In mathematics, a sample continuous process is a stochastic process whose sample paths are almost surely continuous functions.

Let ${\displaystyle (\Omega ,{\mathcal {F}},\mathbb {P} )}$ be a probability space. Let ${\displaystyle X:I\times \Omega \to \mathbb {X} }$ be a stochastic process, where the index set ${\displaystyle I}$ and state space ${\displaystyle \Omega }$ are both topological spaces.

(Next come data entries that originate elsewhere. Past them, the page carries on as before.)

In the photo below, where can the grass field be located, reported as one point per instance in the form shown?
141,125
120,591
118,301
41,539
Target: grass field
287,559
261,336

The process ${\displaystyle X}$ is called sample continuous (or almost surely continuous, or simply continuous) if the map ${\displaystyle X(\omega ):I\to \mathbb {X} }$ is continuous as a function of topological spaces for ${\displaystyle \mathbb {P} }$-almost all ${\displaystyle \omega \in \Omega }$.

In many examples, the index set is an interval of time, ${\displaystyle [0,T]}$ or ${\displaystyle [0,+\infty )}$, and the state space is the real line or ${\displaystyle n}$-dimensional Euclidean space.

• Brownian motion (the Wiener process) on Euclidean space is sample continuous.
• For "nice" parameters of the equations, solutions to stochastic differential equations are sample continuous.

• For sample-continuous processes, the finite-dimensional distributions determine the law, and vice versa.